Elisabeth Steininger trinkt ihren Kaffee ohne Zucker – steckt die kleinen Packerl im Café aber stets in ihre Handtasche. Ihre Sammlung umfasst inzwischen mehr als 40.000 verschiedene Packungen – darunter seltene und kuriose Schätze: Motive von Google, YouTube und Twitter findet man darauf genauso wie Fotos von Prinzessin Diana, Michael Jackson und Tina Turner. Zeichnungen von Stephansdom und Schloss Belvedere, von Komponisten wie Mozart, Bach und Wagner, von Künstlern wie Van Gogh, Gauguin und Monet – alles kleine Kunstwerke des Alltags. Man muss nur genau hinsehen! (Wer Zuckersackerl sammelt oder verschenkt – Elisabeth freut sich über eine Nachricht.)

Kaffeehaus-Literat mit Maske

„Wenn er nicht im Café Central ist, ist er auf dem Weg dorthin“, wird über den Dichter Peter Altenberg geschrieben. Er soll das berühmte Kaffeehaus in der Herrengasse auch als seine Wohn- und Postadresse angegeben haben. Heute widmet ihm die Wiener Institution beim Eingang eine lebensgroße bemalte Sitzfigur. Während der aktuellen Coronavirus-Pandemie trägt sie einen Mund-Nasen-Schutz. Übrigens – auch im Wiener Rathaus befindet sich eine Altenberg-Pappmachéfigur, die Kaffee trinkt und Zeitung liest. Der alte Mann mit Schnauzer wird angeblich immer wieder von Gästen gegrüßt. Der unfreundliche Wiener grüßt aber nie zurück…

Die Altenberg-Figuren wurden einst für die Wiener Festwochen angefertigt.

Denkmal für gerettete Kinder

„Wer ein einziges Menschenleben rettet, ist, als hätte er die ganze Menschheit gerettet.“ Dieser Spruch aus dem Talmud ist bei der „Für das Kind“-Skulptur der Bildhauerin Flor Kent am Wiener Westbahnhof zu lesen. Sie zeigt einen Buben mit traurigem Gesicht, der auf einem Koffer sitzt. Von Touristen oft fotografiert geht die Bronzeskulptur bei Einheimischen im Shoppingcenter eher unter.

Flucht startete am Westbahnhof

Das Denkmal ist „dem britischen Volk in tiefster Dankbarkeit“ gewidmet. „Sie haben die Leben von 10.000 jüdischen und nicht-jüdischen Kindern gerettet, die zwischen 1938 und 1939 vor der Verfolgung der Nazis nach Großbritannien fliehen konnten, den sogenannten Kindertransporten. Die meisten Kinder begannen ihre Reise am Wiener Westbahnhof.“ Sie durften nur einen Koffer ohne Wertgegenstände mitnehmen. Die Züge fuhren mitten in der Nacht, es gab keine Zeit für lange Verabschiedungen, die meisten geretteten Kinder sahen ihre Eltern nie wieder. Auch am Ziel ihrer Reise – in der Londoner Liverpool-Station – steht heute so eine Bronzeskulptur.
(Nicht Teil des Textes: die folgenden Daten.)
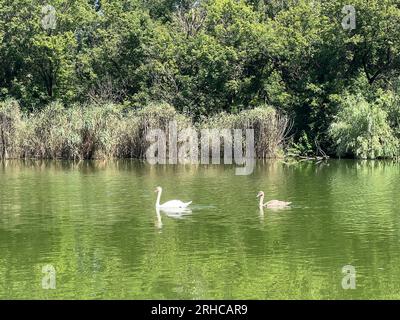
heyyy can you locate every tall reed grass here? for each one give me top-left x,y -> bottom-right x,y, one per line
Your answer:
0,100 -> 23,159
0,100 -> 290,160
201,106 -> 292,158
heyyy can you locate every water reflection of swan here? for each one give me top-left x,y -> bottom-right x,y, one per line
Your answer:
259,206 -> 265,223
155,207 -> 163,229
157,206 -> 192,218
155,187 -> 192,209
155,206 -> 192,229
257,191 -> 291,208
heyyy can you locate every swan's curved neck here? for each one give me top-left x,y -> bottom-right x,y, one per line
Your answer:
156,189 -> 162,207
259,195 -> 264,207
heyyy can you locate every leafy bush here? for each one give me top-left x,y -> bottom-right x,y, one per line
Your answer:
329,95 -> 399,159
286,131 -> 314,158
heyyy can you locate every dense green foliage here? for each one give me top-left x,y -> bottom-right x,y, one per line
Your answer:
329,94 -> 399,159
1,0 -> 400,158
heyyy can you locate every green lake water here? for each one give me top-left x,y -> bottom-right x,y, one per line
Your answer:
0,159 -> 399,299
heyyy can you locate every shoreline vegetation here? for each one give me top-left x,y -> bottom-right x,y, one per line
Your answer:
0,99 -> 292,160
0,98 -> 399,161
1,0 -> 400,160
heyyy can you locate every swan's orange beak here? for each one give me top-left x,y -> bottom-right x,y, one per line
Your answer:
154,189 -> 158,192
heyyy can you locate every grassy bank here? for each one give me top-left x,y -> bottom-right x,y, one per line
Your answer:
0,100 -> 290,160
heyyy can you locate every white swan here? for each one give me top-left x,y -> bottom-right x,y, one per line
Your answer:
257,191 -> 291,208
154,186 -> 192,209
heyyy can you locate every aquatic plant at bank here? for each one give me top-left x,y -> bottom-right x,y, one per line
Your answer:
0,100 -> 291,160
0,99 -> 23,159
201,106 -> 291,158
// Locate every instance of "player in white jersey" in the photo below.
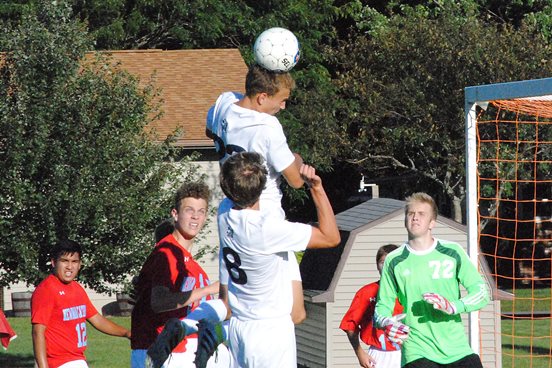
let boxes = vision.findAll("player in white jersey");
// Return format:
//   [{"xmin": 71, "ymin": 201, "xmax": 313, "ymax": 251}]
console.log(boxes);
[
  {"xmin": 206, "ymin": 64, "xmax": 306, "ymax": 324},
  {"xmin": 217, "ymin": 152, "xmax": 340, "ymax": 367}
]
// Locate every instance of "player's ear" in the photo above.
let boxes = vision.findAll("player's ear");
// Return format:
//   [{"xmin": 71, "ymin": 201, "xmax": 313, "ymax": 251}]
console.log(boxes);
[
  {"xmin": 171, "ymin": 207, "xmax": 178, "ymax": 221},
  {"xmin": 257, "ymin": 92, "xmax": 268, "ymax": 105},
  {"xmin": 429, "ymin": 218, "xmax": 436, "ymax": 230}
]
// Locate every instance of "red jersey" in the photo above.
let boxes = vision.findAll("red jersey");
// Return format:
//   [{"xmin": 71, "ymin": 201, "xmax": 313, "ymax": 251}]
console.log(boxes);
[
  {"xmin": 340, "ymin": 281, "xmax": 402, "ymax": 351},
  {"xmin": 31, "ymin": 274, "xmax": 98, "ymax": 368},
  {"xmin": 131, "ymin": 234, "xmax": 214, "ymax": 351}
]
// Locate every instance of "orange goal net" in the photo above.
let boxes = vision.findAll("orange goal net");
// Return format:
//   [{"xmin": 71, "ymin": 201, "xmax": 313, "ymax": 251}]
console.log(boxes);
[{"xmin": 466, "ymin": 79, "xmax": 552, "ymax": 368}]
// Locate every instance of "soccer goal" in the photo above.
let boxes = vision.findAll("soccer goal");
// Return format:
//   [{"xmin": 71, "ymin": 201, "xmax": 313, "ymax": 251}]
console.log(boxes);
[{"xmin": 465, "ymin": 77, "xmax": 552, "ymax": 367}]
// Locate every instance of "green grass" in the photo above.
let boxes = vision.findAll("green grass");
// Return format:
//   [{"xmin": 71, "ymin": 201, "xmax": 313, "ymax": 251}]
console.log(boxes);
[
  {"xmin": 502, "ymin": 318, "xmax": 552, "ymax": 368},
  {"xmin": 501, "ymin": 288, "xmax": 552, "ymax": 314},
  {"xmin": 3, "ymin": 292, "xmax": 552, "ymax": 368},
  {"xmin": 501, "ymin": 288, "xmax": 552, "ymax": 368},
  {"xmin": 0, "ymin": 316, "xmax": 131, "ymax": 368}
]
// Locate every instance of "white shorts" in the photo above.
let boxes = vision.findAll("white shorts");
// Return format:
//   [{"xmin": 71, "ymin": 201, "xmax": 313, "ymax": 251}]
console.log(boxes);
[
  {"xmin": 366, "ymin": 346, "xmax": 401, "ymax": 368},
  {"xmin": 228, "ymin": 316, "xmax": 295, "ymax": 368},
  {"xmin": 58, "ymin": 360, "xmax": 88, "ymax": 368},
  {"xmin": 131, "ymin": 339, "xmax": 231, "ymax": 368}
]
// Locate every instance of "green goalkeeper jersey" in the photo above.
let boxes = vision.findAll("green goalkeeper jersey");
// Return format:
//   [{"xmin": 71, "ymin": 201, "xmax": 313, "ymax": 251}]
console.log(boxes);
[{"xmin": 375, "ymin": 239, "xmax": 489, "ymax": 366}]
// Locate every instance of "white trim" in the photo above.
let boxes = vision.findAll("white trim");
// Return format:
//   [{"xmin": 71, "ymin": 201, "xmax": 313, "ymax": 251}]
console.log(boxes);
[{"xmin": 465, "ymin": 99, "xmax": 480, "ymax": 354}]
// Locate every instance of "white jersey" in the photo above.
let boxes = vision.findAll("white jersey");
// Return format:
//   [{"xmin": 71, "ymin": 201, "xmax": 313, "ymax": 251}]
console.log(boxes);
[
  {"xmin": 218, "ymin": 202, "xmax": 311, "ymax": 321},
  {"xmin": 207, "ymin": 91, "xmax": 296, "ymax": 208}
]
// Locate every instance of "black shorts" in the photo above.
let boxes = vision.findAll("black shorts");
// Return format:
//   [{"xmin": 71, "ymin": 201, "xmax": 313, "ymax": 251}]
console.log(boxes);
[{"xmin": 403, "ymin": 353, "xmax": 483, "ymax": 368}]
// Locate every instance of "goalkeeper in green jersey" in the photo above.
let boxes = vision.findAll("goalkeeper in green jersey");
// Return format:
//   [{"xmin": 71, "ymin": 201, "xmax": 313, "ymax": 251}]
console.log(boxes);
[{"xmin": 374, "ymin": 192, "xmax": 489, "ymax": 368}]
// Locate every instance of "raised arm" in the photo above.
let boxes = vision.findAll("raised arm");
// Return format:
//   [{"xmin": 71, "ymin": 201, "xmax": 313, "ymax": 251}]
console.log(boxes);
[{"xmin": 301, "ymin": 164, "xmax": 340, "ymax": 249}]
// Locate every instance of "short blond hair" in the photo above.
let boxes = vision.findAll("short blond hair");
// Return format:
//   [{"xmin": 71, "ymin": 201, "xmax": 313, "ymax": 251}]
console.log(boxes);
[
  {"xmin": 405, "ymin": 192, "xmax": 438, "ymax": 220},
  {"xmin": 245, "ymin": 64, "xmax": 295, "ymax": 98}
]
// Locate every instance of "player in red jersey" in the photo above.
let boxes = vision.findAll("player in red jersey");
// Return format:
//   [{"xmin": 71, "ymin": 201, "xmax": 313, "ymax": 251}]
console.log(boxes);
[
  {"xmin": 31, "ymin": 239, "xmax": 130, "ymax": 368},
  {"xmin": 131, "ymin": 181, "xmax": 229, "ymax": 368},
  {"xmin": 340, "ymin": 244, "xmax": 403, "ymax": 368}
]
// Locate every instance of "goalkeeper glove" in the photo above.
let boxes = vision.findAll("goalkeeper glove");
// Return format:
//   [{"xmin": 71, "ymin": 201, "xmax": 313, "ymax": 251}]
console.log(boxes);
[
  {"xmin": 380, "ymin": 313, "xmax": 409, "ymax": 345},
  {"xmin": 422, "ymin": 292, "xmax": 457, "ymax": 315}
]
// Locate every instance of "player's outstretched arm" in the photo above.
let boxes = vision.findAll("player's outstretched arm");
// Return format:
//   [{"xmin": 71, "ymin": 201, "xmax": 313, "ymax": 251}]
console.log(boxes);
[
  {"xmin": 302, "ymin": 164, "xmax": 340, "ymax": 249},
  {"xmin": 88, "ymin": 313, "xmax": 131, "ymax": 338},
  {"xmin": 32, "ymin": 323, "xmax": 48, "ymax": 368}
]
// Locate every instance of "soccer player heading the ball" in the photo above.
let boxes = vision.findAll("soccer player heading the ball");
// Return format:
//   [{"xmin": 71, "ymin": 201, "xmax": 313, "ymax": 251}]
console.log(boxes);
[
  {"xmin": 206, "ymin": 64, "xmax": 308, "ymax": 326},
  {"xmin": 374, "ymin": 192, "xmax": 490, "ymax": 368}
]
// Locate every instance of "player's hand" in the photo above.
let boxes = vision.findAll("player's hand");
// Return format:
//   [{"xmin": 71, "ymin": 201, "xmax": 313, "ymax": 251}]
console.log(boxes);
[
  {"xmin": 380, "ymin": 313, "xmax": 409, "ymax": 345},
  {"xmin": 300, "ymin": 163, "xmax": 321, "ymax": 189},
  {"xmin": 423, "ymin": 292, "xmax": 457, "ymax": 315},
  {"xmin": 357, "ymin": 349, "xmax": 377, "ymax": 368}
]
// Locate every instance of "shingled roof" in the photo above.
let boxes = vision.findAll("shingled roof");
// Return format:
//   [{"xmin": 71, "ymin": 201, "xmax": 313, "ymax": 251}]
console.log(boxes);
[
  {"xmin": 301, "ymin": 198, "xmax": 406, "ymax": 292},
  {"xmin": 98, "ymin": 49, "xmax": 248, "ymax": 147},
  {"xmin": 336, "ymin": 197, "xmax": 405, "ymax": 232}
]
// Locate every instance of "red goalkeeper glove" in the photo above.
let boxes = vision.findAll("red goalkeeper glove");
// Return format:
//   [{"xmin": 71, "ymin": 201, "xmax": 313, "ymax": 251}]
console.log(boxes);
[
  {"xmin": 422, "ymin": 292, "xmax": 457, "ymax": 315},
  {"xmin": 380, "ymin": 313, "xmax": 409, "ymax": 345}
]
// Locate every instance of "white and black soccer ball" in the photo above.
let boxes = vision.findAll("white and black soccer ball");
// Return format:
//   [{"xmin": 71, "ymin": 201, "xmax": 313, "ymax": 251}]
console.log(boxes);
[{"xmin": 253, "ymin": 27, "xmax": 300, "ymax": 72}]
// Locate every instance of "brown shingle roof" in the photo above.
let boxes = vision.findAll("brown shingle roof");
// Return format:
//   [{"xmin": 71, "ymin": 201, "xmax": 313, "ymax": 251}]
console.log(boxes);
[{"xmin": 98, "ymin": 49, "xmax": 247, "ymax": 147}]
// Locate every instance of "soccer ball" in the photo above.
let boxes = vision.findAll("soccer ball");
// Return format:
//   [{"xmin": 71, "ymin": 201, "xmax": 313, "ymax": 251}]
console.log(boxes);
[{"xmin": 253, "ymin": 27, "xmax": 300, "ymax": 72}]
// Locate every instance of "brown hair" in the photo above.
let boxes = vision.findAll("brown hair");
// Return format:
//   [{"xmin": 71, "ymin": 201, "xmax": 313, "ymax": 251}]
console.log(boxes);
[
  {"xmin": 173, "ymin": 181, "xmax": 211, "ymax": 211},
  {"xmin": 376, "ymin": 244, "xmax": 399, "ymax": 264},
  {"xmin": 220, "ymin": 152, "xmax": 267, "ymax": 209}
]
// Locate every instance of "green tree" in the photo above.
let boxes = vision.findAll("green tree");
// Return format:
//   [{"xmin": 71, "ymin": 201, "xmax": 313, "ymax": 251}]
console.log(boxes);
[
  {"xmin": 0, "ymin": 1, "xmax": 195, "ymax": 293},
  {"xmin": 70, "ymin": 0, "xmax": 337, "ymax": 58},
  {"xmin": 292, "ymin": 3, "xmax": 552, "ymax": 222}
]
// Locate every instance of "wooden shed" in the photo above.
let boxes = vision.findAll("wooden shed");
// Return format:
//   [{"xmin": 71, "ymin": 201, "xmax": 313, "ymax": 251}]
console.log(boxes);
[{"xmin": 297, "ymin": 197, "xmax": 503, "ymax": 368}]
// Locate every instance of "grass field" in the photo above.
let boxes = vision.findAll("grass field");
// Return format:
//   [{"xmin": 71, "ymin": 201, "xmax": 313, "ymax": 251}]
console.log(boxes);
[
  {"xmin": 2, "ymin": 289, "xmax": 552, "ymax": 367},
  {"xmin": 500, "ymin": 288, "xmax": 552, "ymax": 368},
  {"xmin": 0, "ymin": 316, "xmax": 131, "ymax": 367}
]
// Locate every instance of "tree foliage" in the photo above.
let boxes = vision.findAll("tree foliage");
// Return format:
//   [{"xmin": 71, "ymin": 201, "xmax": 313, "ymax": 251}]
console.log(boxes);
[
  {"xmin": 0, "ymin": 1, "xmax": 194, "ymax": 292},
  {"xmin": 1, "ymin": 0, "xmax": 551, "ymax": 238},
  {"xmin": 291, "ymin": 2, "xmax": 552, "ymax": 221},
  {"xmin": 69, "ymin": 0, "xmax": 338, "ymax": 58}
]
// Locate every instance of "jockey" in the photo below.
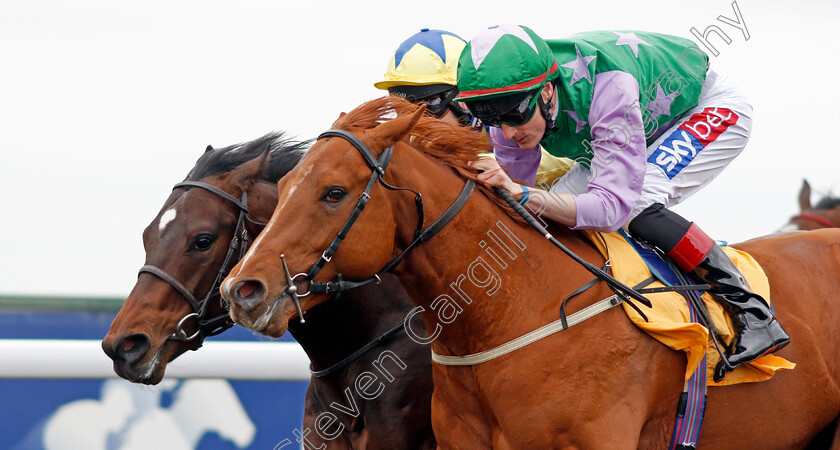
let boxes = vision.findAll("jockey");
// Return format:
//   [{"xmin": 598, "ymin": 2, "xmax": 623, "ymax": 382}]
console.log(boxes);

Innehalten mitten in der Einkaufshektik am Wiener Westbahnhof

Die Bar der Fledermaus

In welchen berühmten Cafés, Cabarets und Nachtclubs sind Künstler früher versumpft? Das Untere Belvedere sperrt nach dem Coronavirus-Shutdown wieder auf und gibt in der Ausstellung „Into the Night“ noch zwei Wochen lang Antworten. In Wien gab es 1907 in der Kärntner Straße 33 etwa das Cabaret Fledermaus. Darin soll vom Aschenbecher und dem Besteck bis zu den Möbeln und der Kleinkunstbühne alles durchdesignt gewesen sein. Beteiligt waren Künstler wie Josef Hoffmann, Gustav Klimt und Oskar Kokoschka. Top: Die Ausstellung zeigt einen Nachbau der berühmten Mosaik-Bar des Lokals.

Wände, Garderobe und Bar im Cabaret Fledermaus zierten mehr als 7.000 Keramikkacheln.
Plakate des ehemaligen Cabarett Fledermaus in der Kärntner Straße

Wärmeflasche für den Dom

Beim Wiener Stephansdom steht noch bis Anfang Juni eine riesige, schwarze Wärmeflasche mit Füßen. Das Kunstwerk von Erwin Wurm trägt den Titel „Big Mutter“ und soll hier ein Zeichen für „wärmende Nächstenliebe“ sein. Aber es gibt natürlich auch andere Deutungen. Noch vor ein paar Jahren etwa stand die gleiche Wärmeflasche in rot vor einem deutschen Zentrum für Energiesysteme. Die witzige Skulptur aus Bronze soll dort „effiziente Energiespeicherung“ künstlerisch auf den Punkt gebracht haben.